Offered by Galerie Léage
Russia, Tula Manufacture, late 18th - early 19th century
Steel, chased and gilt bronze, enhanced with brass and pewter application
Close example:
- Count Charles-André Walewski Collection
This rectangular steel casket is decorated in gilt bronze, brass and pewter, characteristic of the Tula Manufacture. On the lid, a floral basket decorates the central part in a slight projection of an octagonal frame. On either side of the frame, two gilt bronze vase patterns from which spring bouquets of flowers are joined by garlands and crowns of roses. Each corner of the lid is delimited by protruding foliage edging, the pattern of which is found on each side of the casket. They are surmounted by alternating garlands of festooned flowers held in place by hooks.
The Tula Manufacture
Comparable to the work of a jeweller, this casket is a refined example of the objects created in the 18th century by the Tula Manufacture. In the south of Moscow, the city of Tula was able to exploit very early on its geological situation. The iron deposits on which the city is implanted enabled its economic existence and the quick overtake of its role as a producer of weapons of war, hunting, duelling and ceremonials. Established in 1712 under the leadership of Peter the Great (reign from 1682 to 1725), the manufacture reached its peak thanks to the exceptional know-how of its craftsmen and, from the 1740s under the reign of Elizabeth I (reign from 1741 to 1762), extended its production to furniture and artworks when the need for weapons decreased, a consequence of the end of the war against Sweden.

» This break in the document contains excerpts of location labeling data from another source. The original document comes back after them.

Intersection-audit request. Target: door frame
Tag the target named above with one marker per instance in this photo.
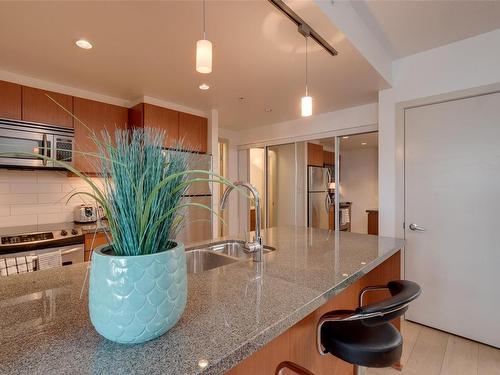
(401, 107)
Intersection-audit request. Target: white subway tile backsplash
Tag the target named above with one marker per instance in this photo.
(18, 198)
(4, 210)
(35, 188)
(7, 175)
(59, 198)
(51, 176)
(15, 221)
(39, 197)
(55, 218)
(30, 209)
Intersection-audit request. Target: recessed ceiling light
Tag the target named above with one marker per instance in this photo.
(85, 44)
(203, 363)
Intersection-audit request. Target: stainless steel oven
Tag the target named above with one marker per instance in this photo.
(21, 142)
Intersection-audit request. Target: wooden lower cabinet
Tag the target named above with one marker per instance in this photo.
(298, 344)
(91, 243)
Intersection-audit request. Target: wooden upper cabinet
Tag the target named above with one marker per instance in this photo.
(96, 116)
(164, 119)
(37, 107)
(328, 157)
(10, 100)
(314, 155)
(193, 132)
(149, 115)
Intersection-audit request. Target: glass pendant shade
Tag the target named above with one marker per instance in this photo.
(204, 56)
(306, 106)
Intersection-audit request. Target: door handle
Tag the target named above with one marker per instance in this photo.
(416, 228)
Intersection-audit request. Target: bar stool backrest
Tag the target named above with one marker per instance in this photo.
(402, 293)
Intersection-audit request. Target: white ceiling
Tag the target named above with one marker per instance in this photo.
(147, 49)
(409, 27)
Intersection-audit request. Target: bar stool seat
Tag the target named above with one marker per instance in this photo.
(362, 345)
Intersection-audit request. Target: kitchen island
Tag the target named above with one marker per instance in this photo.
(234, 313)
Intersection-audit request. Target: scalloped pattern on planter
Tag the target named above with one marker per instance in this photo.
(133, 299)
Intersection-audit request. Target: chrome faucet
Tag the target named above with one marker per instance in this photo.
(254, 247)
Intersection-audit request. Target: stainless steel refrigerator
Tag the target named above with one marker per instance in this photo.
(198, 221)
(318, 199)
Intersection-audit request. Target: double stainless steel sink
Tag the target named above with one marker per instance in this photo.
(218, 254)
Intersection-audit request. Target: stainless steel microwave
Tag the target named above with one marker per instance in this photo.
(21, 142)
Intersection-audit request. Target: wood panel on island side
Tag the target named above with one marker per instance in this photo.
(298, 344)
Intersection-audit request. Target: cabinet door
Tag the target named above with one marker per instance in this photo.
(97, 116)
(10, 100)
(193, 132)
(314, 154)
(164, 119)
(37, 107)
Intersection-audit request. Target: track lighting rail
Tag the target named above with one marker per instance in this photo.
(303, 26)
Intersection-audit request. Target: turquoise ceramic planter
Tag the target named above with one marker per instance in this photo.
(133, 299)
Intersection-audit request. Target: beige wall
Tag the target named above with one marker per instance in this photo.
(359, 184)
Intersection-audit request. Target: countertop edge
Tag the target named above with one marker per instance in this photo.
(263, 338)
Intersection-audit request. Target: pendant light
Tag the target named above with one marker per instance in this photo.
(204, 51)
(306, 101)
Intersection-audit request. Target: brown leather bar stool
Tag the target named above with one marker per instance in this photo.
(364, 337)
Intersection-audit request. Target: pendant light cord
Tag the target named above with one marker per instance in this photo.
(306, 67)
(204, 27)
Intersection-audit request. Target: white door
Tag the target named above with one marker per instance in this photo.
(452, 183)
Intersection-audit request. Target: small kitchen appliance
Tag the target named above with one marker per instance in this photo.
(85, 213)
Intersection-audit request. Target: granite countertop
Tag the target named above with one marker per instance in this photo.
(232, 311)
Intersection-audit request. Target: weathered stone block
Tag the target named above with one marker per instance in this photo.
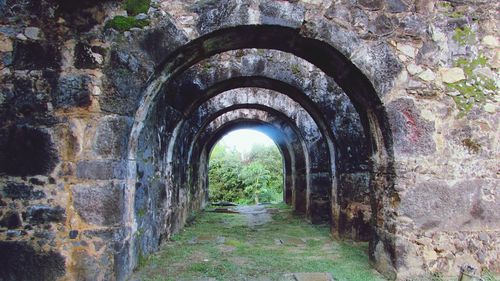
(354, 187)
(282, 13)
(22, 191)
(74, 90)
(439, 205)
(43, 213)
(162, 41)
(21, 262)
(87, 56)
(100, 204)
(101, 169)
(35, 55)
(111, 137)
(11, 220)
(26, 151)
(411, 133)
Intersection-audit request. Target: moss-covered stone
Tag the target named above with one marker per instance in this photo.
(135, 7)
(122, 23)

Objects such as candlesticks, caskets and moneyboxes thus came out of the manufacture’s workshops alongside furniture with traditional shapes.

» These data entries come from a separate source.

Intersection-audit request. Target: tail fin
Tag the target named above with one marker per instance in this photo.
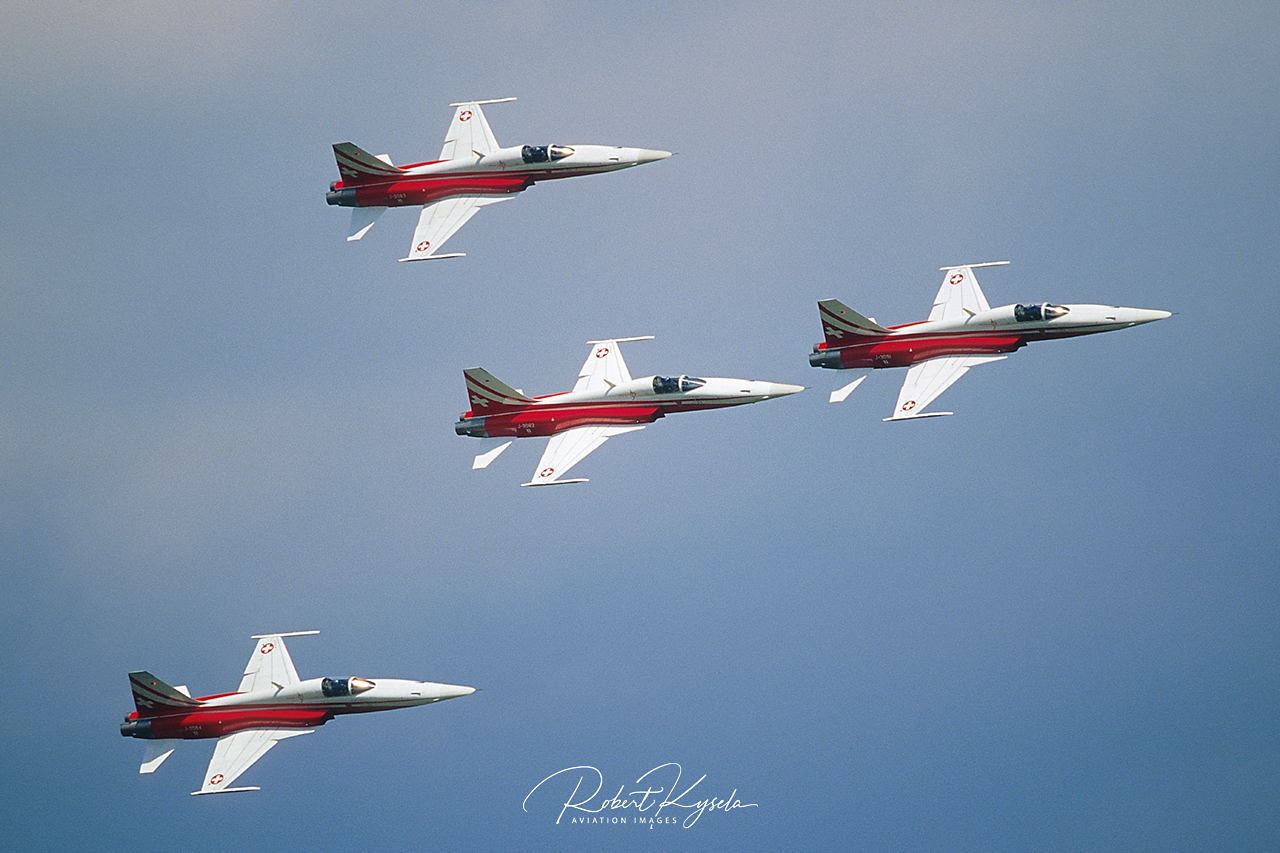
(469, 135)
(842, 324)
(490, 395)
(357, 165)
(152, 697)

The specificity of Tula’s works lies in the use of different materials on the same object. These polished, sometime blued, steel pieces, of high-quality are encrusted with a multitude of “facet-cut steel diamonds” to which are added relief inlays, chased on the surface. On a single piece, up to six different metals could be combined: steel, copper, brass, tin, bronze and gold. Tula’s objects thus concentrate a high degree of technical mastery and artistic refinement.
The price of the objects coming out of Tula’s Manufacture was proportionate to the complexity of the work and the time spent in their creation, which conducted, at the time, to their qualification as “rarities and preciousness”. Hence, only members of the imperial family and the aristocracy were able to acquire them. Empress Catherine the Great (reign from 1762 to 1796), a convinced lover of the decorative arts and fervent protector of national production, completed her collection with these treasures of modernity that she used to present annually in her palace in Tsarskoye Selo. The craze for Tula pieces continued during the reign of Alexander I (reign from 1801 to 1825), and these pieces, displayed today at the Hermitage Museum, are considered key works of the former Gallery of Treasures of the Winter Palace.

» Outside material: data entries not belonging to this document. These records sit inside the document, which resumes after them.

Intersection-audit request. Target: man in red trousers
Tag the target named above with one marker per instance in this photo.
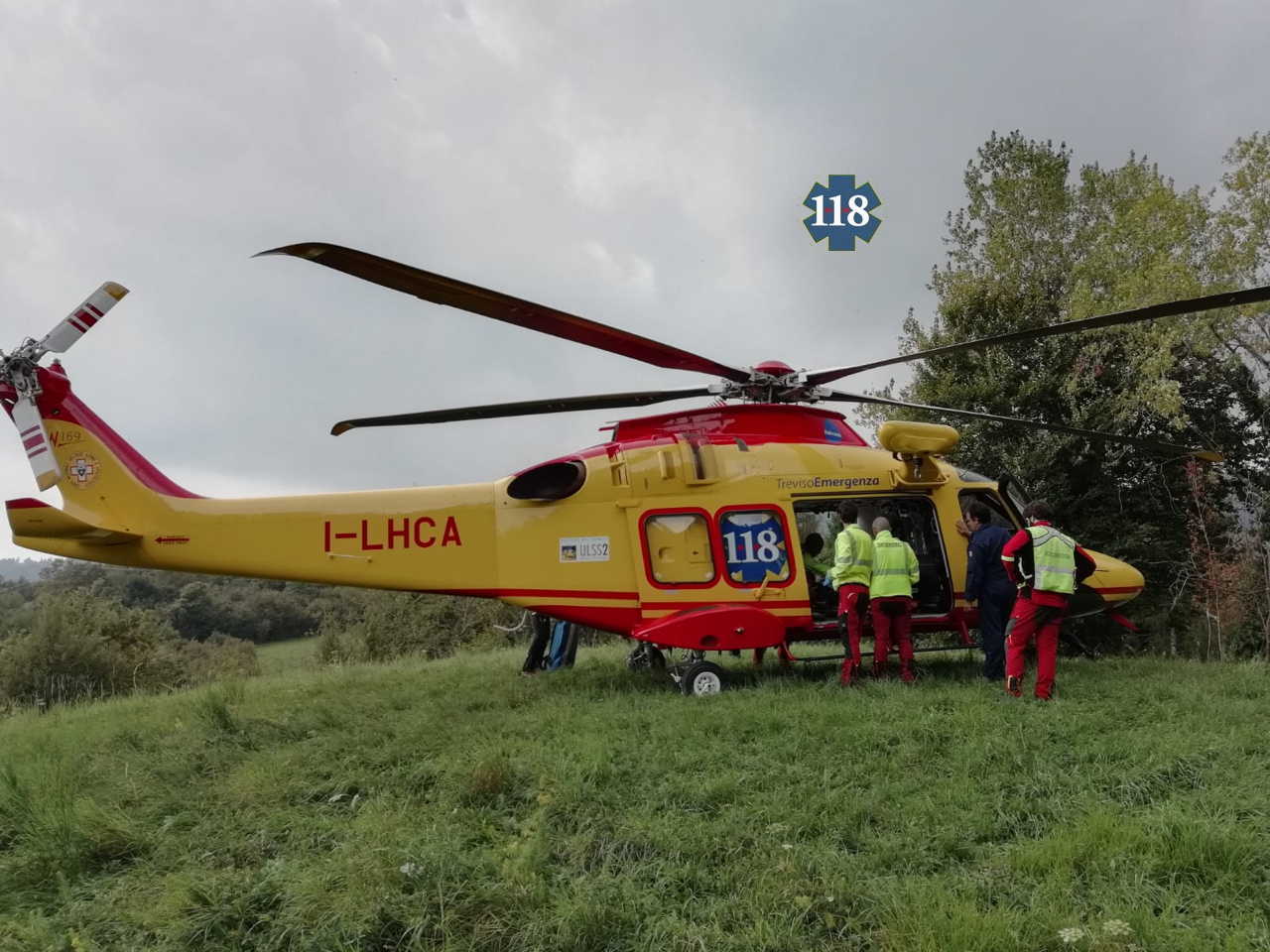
(1047, 566)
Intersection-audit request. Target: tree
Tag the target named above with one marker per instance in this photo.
(1035, 245)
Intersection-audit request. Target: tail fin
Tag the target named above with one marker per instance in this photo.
(107, 485)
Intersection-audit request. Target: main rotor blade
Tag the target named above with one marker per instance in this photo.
(35, 442)
(526, 408)
(82, 317)
(1170, 308)
(1157, 445)
(504, 307)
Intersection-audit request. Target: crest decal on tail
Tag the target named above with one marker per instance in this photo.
(81, 470)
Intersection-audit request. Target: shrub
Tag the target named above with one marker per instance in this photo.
(394, 625)
(82, 645)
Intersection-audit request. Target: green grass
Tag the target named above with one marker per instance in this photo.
(287, 656)
(456, 805)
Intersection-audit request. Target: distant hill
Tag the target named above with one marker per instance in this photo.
(22, 569)
(454, 805)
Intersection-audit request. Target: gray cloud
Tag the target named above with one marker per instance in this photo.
(640, 164)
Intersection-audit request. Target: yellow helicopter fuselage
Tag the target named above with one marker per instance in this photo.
(685, 530)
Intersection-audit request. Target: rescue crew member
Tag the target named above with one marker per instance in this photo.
(987, 583)
(536, 658)
(890, 598)
(1047, 566)
(851, 574)
(815, 557)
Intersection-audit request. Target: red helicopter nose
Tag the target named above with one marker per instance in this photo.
(774, 367)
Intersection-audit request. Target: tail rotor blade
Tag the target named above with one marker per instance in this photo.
(35, 442)
(82, 317)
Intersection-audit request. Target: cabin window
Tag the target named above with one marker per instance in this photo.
(912, 518)
(754, 546)
(679, 548)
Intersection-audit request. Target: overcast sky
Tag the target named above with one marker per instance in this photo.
(639, 164)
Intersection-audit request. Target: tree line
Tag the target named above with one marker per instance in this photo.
(1042, 240)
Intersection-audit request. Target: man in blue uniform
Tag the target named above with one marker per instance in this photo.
(988, 585)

The Tula Manufacture thus embodies the artisanal perfection and the audacity of the Russian identity asserting its place in 18th century Europe. The know-how of locksmith’s masters contributed to the influence of the nation of the Tsars across the old continent, in particular with diplomatic gifts. The aversion of Paul I for his mother, making him hate everything she appreciated, the manufacture gradually lost his support in the last years of the 18th century but, it was above all the Napoleonic wars and the change in taste that got the better of this exceptional production in the first years of the 19th century.
Bibliography
Antoine Chenevière, Splendeur du mobilier russe, 1780-1840, Paris, Flammarion, 1988, p. 248.
Alexandra Chouvalov, Alexis Kugel, Antoine Nivière, Trésors des Tzars, la Russie et l’Europe de Pierre Le Grand à Nicolas Ier, Paris, Kugel, 1998.
Emmanuel Ducamp (dir.), Pavlovsk, Le palais et le parc, Paris, Alain de Gourcuff, 1993, p. 92.
Alain Renner, Mobilier de métal : de l’Ancien Régime à la Restauration, Saint-Remy-en-l'Eau, Monelle Hayot, 2009.